Die Mitglieder des Effeltricher Gesangvereins denken gern an frühere Zeiten zurück. Wehmütig sind sie dabei allerdings nicht, weil auch die Gegenwart Anlass zur Freude gibt.
Tradition und fränkisches Brauchtum machten Effeltrich weit über den Landkreis Forchheim hinaus bekannt. Der Gesangverein der Gemeinde gehört zu den ältesten unter den 21 Vereinen im Ort. Verdiente Mitglieder wie Georg Kotz bekommen glänzende Augen, wenn sie aus der Vergangenheit des Vereins erzählen.
Kotz singt seit 58 Jahren im Effeltricher Gesangverein und war bis 2002 32 Jahre dessen Vorsitzender. Früher, "da hatten wir von 20 Uhr bis 22 Uhr Chorprobe.
Nachher ging es weiter mit wilden Liedern", erinnert er sich. Alfred Brehm, der Notenwart, erinnert sich an die längste Singstunde - die begann am Freitagabend und endete am nächsten Morgen gegen 8.30 Uhr. Vereinswirt, Chorleiter und etliche Sangesfreunde, sie alle haben in dieser Nacht durchgehalten. Zum Schluss hat man das Akkordeon geholt und mit einem Spiel um das Wirtshaus die fröhliche Runde beendet.
Das waren freilich Zeiten, wo es noch keine Handy gab und Geselligkeit noch ein Synonym für Vergnügen gewesen ist. Immer wieder fällt der Begriff "wildes Singen", wenn sich die Effeltricher Sänger an alte Zeiten erinnern.
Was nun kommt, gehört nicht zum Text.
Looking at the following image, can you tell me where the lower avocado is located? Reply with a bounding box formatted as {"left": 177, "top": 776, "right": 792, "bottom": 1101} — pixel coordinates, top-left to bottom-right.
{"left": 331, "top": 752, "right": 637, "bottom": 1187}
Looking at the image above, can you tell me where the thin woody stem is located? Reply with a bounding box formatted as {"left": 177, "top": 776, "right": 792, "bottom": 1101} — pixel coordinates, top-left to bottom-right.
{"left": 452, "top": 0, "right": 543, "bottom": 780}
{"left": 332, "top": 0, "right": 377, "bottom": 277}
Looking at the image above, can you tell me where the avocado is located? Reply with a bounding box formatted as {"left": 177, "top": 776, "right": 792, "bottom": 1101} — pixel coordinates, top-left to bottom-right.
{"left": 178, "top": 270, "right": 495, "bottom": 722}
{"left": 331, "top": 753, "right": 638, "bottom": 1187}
Wilde Texte und Melodien Mit dem "wilden Singen" habe sie überhaupt erst Spaß am Singen entwickelt, sagte beispielsweise auch Annelies Wagner. Heute ist sie die Vorsitzende des Vereins. Im "wilden Singen" ruht offensichtlich die Volksseele: mit eigenen Texten und eigenen Melodien.
Vor kurzem hat der Gesangverein Effeltrich seinen 125. Geburtstag gefeiert. Sieben Patenvereine feierten in der Turnhalle von Effeltrich mit. Für Schriftführer Johann Wisheckel war der Geburtstag ein willkommener Anlass, einmal näher auf die Chronik einzugehen.
Im Jahr 1888 wurde der Stammverein "Liederkranz Effeltrich" als Männerchor im damaligen Vereinslokal "Zur Waldeslust" gegründet. Die Wurzeln lagen im Kirchenchor von St. Georg und in der Musikkapelle.
Um 1919 entstand mit dem "Liederverein Effeltrich" mit einem Männer- und Gemischtem Chor ein zweiter Verein im "Unterdorf". Das ließ den Wettbewerb steigern und das Sangesleben in seiner Gesamtheit erblühen. 1933 mussten sich die beiden Verein auf Druck der Nationalsozialisten zum heutigen "Gesangverein Effeltrich" zusammenschließen.
Mit Ende des Zweiten Weltkriegs folgte das Verbot aller Vereine in Deutschland durch die Alliierten. Das ließ das Vereinsleben bis 1949 zum Erliegen kommen.
Erst danach durften die Sänger wieder im Vereinslokal "Waldeslust" zusammenkommen. Manchen Vertriebenen erleichterte das gemeinsame Singen die Ankunft in der neuen Heimat.
Als Kulturträger erwarben sich die Sänger mit der Pflege deutschen Liedguts und des Chorgesangs zahlreiche Auszeichnungen wie die Hans-Sachs-Plakette 1974 und die Zelter-Plakette anlässlich des 100. Geburtstags 1988.
Der Blick nach vorn Tradition ist wichtig. Ein lebendiger Verein muss aber auch den Blick nach vorn wahren. So formierte sich vor zehn Jahren noch eine Pop- und Gospelgruppe, die vor allem auch jüngere Sänger mit Spirituals, Gospel und Popsongs ansprechen will.
Der Anspruch ist gewachsen, aber damit auch die Kosten. Waren es früher ein paar Naturalien, mit denen ein Chorleiter, oft war es der Lehrer der Dorfschule, entlohnt wurde, so ist die Finanzierung heute eine große Herausforderung für den Verein. Das zweitägige Grillfest zu Pfingsten hilft da, die Kasse der Effeltricher aufzubessern.